Spending time in silence, prayer

March 3, 2021

By Father William Muench
NCC columnist

I want to tell you today how grateful I am to God for Lent. I admit making a good Lent is not easy. Every year, Lent is a new challenge. However, I know I become a better person when I accept the challenge. Yet, I am so grateful. The whole spirit of the season of Lent is certainly one of my favorite times of the Church year. I am so grateful that the Church insists that I do Lent. I know that this time of Lent leads to the joy of Holy Week and Easter.

The goal of each Lent is to make me a better, a more grateful person, a person who is truly worthy to walk with Jesus to Calvary. You see, often when I think of being on Calvary with Jesus on the day of Jesus’ crucifixion, I feel very unworthy. I need Lent – many Lents – to make myself worthy. I must immerse myself into Lent.

Lent gives me the opportunity to form my relationship with the Lord Jesus more and make it more intimate. Lent reminds me that I have gotten away from the good practices that keep me close to God each day – prayer, Scripture, Mass, meditation. Lent focuses my attention on each of these that I may remember better who God is and who I am.

To answer these questions, I need one of the gifts of Lent: silence. Taking a time of silence allows me to pray, even contemplate, on the great love that God has for me. That love is full of forgiveness. So, I am a loved person, a person God loves so much that God’s forgiveness is always offered to me each day.

Mass is important. Praying before the Blessed Sacrament is important. The words of prayer are important. But I know I must add times of silence. You see, I have discovered in silence that my God finds me. When I allow my mind and heart to be open in silence, God comes with his love. This is one of the gifts of Lent that I am truly thankful for.

We all know so well that God’s forgiveness means that I must be a forgiving person. Recently, the Gospel at a Lenten Daily Mass was the story of Jesus’ teaching the apostles the Lord’s Prayer. I remember that day well because the third graders attended that Mass with the ordinary community. So, I was pleased that we could talk about this special prayer with them.

Jesus tells is that when we pray to God, we remember that God wants to be our Father. Each time we approach God – in Mass, in prayer – it is a time of approaching a loving Father. This changes our recognition of what our relationship should be. This is how we should lovingly and boldly approach this God who wishes to be Father.

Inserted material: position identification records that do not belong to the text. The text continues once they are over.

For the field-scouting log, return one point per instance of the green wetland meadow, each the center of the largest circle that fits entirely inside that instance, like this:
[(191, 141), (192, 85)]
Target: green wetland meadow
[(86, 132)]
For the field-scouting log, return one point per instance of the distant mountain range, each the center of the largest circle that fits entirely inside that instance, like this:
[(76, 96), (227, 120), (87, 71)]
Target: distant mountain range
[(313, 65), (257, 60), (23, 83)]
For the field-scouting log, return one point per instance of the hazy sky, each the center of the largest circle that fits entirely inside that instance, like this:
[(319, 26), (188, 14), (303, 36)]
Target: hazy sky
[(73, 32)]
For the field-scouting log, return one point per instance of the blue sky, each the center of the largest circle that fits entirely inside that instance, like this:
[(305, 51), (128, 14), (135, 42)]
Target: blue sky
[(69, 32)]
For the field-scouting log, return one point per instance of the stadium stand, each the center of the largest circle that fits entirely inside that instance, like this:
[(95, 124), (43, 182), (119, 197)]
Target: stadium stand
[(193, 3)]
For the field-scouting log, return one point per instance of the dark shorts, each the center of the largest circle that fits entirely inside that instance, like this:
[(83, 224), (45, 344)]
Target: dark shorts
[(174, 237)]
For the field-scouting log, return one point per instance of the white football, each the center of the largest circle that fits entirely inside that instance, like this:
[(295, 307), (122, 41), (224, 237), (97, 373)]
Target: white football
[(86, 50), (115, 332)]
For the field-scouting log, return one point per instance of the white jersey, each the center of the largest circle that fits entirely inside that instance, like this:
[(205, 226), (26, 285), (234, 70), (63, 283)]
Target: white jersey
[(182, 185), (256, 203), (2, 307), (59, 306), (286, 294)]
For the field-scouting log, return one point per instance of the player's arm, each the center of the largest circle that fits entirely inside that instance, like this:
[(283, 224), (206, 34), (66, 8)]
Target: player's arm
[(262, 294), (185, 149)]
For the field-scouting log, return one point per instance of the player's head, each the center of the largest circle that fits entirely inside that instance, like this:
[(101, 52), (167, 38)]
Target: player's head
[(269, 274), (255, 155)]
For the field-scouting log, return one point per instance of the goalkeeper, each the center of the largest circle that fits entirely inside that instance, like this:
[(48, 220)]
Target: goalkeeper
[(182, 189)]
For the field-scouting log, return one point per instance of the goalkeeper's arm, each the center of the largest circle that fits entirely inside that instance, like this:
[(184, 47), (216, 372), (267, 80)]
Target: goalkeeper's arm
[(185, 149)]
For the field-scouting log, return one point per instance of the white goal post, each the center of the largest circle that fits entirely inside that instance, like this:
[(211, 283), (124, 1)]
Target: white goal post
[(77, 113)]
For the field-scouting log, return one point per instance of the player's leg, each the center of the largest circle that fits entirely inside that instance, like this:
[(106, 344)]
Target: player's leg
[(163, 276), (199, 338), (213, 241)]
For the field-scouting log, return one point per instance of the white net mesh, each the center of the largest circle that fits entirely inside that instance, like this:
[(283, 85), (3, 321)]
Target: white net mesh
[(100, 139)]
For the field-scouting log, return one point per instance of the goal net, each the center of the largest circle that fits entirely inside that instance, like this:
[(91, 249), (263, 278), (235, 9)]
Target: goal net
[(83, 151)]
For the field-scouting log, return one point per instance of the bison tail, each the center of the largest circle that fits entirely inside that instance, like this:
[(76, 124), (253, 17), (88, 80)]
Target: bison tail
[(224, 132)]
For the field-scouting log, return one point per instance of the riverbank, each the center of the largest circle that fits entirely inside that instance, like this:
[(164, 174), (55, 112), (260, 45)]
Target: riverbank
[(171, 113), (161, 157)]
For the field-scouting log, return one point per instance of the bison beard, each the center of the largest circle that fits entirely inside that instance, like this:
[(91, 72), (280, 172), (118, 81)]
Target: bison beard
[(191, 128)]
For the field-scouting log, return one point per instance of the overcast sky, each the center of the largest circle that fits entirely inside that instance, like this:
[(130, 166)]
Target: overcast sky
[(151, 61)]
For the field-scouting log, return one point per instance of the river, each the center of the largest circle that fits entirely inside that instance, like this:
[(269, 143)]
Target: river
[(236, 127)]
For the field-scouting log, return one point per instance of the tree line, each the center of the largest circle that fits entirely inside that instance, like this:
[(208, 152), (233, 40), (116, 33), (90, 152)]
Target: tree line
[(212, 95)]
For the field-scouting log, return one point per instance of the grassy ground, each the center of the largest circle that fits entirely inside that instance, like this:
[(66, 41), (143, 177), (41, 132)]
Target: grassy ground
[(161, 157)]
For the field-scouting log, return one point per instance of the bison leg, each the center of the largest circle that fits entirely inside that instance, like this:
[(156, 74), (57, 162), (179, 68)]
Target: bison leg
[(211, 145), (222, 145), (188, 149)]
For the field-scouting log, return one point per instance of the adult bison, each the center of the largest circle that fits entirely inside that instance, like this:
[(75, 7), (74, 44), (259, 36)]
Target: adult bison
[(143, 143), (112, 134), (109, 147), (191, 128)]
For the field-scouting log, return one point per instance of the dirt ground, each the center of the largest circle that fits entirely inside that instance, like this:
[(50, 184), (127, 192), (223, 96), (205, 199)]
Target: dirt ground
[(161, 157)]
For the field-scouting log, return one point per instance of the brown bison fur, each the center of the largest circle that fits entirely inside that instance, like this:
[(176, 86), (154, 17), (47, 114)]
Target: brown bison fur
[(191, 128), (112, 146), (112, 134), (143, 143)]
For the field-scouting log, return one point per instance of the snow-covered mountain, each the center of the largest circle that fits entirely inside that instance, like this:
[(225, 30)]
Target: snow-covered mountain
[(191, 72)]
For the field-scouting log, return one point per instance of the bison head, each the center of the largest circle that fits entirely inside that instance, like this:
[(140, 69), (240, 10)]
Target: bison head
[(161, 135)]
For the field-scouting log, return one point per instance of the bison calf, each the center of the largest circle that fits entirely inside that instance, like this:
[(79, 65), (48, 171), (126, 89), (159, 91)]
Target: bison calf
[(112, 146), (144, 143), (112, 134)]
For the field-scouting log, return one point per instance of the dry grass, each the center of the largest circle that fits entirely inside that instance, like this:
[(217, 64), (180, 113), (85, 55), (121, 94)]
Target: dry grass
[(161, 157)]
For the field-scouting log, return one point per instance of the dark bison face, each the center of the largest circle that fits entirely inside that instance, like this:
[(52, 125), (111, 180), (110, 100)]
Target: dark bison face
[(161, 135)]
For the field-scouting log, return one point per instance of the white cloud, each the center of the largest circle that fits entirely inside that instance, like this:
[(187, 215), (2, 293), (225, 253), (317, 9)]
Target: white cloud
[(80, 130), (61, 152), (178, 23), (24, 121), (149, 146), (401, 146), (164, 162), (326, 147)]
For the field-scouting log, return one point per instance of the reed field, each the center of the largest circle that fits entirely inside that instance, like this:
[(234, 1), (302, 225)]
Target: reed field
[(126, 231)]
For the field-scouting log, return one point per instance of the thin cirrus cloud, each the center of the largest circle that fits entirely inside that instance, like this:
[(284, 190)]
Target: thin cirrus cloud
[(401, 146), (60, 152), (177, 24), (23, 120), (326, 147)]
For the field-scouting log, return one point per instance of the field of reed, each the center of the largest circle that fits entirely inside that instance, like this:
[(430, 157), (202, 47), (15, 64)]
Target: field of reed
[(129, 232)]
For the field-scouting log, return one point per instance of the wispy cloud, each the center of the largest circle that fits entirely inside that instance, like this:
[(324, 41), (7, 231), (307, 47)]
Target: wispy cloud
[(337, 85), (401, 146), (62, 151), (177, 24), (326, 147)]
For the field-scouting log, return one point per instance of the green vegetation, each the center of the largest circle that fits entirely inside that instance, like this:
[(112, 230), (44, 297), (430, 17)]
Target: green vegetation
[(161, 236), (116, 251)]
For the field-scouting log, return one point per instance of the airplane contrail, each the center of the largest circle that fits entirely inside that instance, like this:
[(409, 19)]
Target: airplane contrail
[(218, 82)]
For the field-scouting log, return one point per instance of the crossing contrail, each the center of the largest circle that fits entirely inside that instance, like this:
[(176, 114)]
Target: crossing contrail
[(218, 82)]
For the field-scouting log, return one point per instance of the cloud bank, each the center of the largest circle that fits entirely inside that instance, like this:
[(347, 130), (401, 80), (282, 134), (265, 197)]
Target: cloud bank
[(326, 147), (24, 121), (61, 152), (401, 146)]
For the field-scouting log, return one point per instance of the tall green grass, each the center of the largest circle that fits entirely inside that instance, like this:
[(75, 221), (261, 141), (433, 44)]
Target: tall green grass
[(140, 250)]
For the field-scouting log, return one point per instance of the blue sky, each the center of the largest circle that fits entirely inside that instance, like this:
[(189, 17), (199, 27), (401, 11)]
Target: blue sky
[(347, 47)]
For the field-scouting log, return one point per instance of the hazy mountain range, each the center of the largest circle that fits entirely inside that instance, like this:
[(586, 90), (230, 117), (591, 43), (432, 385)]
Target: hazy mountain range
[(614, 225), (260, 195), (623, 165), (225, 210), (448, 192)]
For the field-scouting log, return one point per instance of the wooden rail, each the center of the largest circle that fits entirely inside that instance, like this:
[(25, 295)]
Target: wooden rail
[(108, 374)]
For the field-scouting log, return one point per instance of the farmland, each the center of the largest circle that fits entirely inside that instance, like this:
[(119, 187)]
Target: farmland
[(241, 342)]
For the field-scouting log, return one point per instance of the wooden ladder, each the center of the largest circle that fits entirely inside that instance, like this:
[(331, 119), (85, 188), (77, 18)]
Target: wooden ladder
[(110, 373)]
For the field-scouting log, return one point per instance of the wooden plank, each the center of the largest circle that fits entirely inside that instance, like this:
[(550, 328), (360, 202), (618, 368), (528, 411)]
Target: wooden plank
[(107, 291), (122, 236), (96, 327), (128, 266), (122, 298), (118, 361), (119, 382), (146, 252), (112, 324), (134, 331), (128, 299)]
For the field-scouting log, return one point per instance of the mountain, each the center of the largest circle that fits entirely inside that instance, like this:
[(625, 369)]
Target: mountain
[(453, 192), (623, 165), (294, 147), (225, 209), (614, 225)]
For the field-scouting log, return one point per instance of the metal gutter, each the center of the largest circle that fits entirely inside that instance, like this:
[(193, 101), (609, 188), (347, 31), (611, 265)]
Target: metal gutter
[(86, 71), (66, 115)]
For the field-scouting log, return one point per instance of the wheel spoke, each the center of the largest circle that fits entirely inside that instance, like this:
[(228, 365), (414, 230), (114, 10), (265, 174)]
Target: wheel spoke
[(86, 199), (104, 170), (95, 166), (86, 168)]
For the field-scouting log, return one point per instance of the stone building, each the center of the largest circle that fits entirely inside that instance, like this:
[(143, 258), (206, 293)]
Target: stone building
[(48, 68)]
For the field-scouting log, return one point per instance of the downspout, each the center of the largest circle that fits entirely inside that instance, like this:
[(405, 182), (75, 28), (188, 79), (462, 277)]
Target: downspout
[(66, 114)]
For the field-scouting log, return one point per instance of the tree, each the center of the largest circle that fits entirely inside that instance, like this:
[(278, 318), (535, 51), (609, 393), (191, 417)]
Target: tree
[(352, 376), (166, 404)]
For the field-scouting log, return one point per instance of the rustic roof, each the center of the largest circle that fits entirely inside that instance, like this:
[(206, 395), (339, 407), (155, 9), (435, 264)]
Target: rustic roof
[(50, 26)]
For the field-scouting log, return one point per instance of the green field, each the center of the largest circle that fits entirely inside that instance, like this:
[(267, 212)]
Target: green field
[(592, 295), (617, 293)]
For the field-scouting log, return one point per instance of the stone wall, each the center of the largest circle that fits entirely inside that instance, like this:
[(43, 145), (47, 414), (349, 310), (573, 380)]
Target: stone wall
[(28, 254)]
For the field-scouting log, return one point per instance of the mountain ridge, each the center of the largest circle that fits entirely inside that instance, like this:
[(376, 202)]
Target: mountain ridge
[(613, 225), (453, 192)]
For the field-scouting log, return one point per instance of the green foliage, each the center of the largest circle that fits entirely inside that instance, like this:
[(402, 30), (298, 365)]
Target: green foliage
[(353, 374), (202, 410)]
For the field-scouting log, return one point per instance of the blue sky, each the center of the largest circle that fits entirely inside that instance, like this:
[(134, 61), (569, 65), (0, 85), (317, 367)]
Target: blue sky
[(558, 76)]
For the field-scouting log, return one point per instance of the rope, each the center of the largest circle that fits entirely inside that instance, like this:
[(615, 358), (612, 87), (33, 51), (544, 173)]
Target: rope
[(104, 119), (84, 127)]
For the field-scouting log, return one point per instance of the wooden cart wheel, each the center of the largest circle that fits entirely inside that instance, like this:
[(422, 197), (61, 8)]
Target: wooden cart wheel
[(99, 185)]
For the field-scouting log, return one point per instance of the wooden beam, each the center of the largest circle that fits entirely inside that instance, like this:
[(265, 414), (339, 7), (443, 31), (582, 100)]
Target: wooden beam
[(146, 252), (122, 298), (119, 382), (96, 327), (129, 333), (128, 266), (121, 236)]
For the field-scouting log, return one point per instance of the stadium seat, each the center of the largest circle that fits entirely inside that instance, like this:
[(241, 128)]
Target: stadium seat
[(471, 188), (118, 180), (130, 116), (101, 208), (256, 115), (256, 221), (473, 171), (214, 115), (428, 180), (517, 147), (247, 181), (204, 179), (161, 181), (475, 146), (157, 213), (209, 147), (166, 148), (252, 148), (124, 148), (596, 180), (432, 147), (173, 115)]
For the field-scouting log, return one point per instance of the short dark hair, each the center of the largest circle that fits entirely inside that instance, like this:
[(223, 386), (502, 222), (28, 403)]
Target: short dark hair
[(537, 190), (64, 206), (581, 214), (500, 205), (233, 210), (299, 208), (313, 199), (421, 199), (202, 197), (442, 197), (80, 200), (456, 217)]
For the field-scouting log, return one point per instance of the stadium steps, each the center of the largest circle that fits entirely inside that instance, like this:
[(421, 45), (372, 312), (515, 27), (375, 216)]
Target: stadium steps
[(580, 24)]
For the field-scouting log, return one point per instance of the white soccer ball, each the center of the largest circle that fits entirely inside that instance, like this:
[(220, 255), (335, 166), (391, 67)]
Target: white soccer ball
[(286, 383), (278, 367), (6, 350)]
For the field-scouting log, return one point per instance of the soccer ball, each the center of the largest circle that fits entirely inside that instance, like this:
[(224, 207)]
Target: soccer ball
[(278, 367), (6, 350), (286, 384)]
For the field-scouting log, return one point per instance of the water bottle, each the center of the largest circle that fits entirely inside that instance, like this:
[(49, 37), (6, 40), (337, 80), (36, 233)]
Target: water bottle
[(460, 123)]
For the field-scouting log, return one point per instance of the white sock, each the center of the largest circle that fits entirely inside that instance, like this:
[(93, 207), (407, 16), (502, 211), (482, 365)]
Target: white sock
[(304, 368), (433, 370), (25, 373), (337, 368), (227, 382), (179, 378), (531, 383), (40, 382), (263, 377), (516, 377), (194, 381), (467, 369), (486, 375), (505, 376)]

In the second part of the Lord’s Prayer, we make a covenant with God: “forgive us our trespasses as we forgive those who trespass against us.” God, treat me as I treat others. Each time we say this Lord’s Prayer, we are telling our God that we are willing to be treated just as we treat others.

This Lord’s Prayer is such a wonderful gift from our God. I know that whenever I wish to pray with a sick person in the hospital in the hospital, or with a family around a loved one who is close to death, or with a community as some sort of public gathering, I can call upon them to join me in the Lord’s Prayer.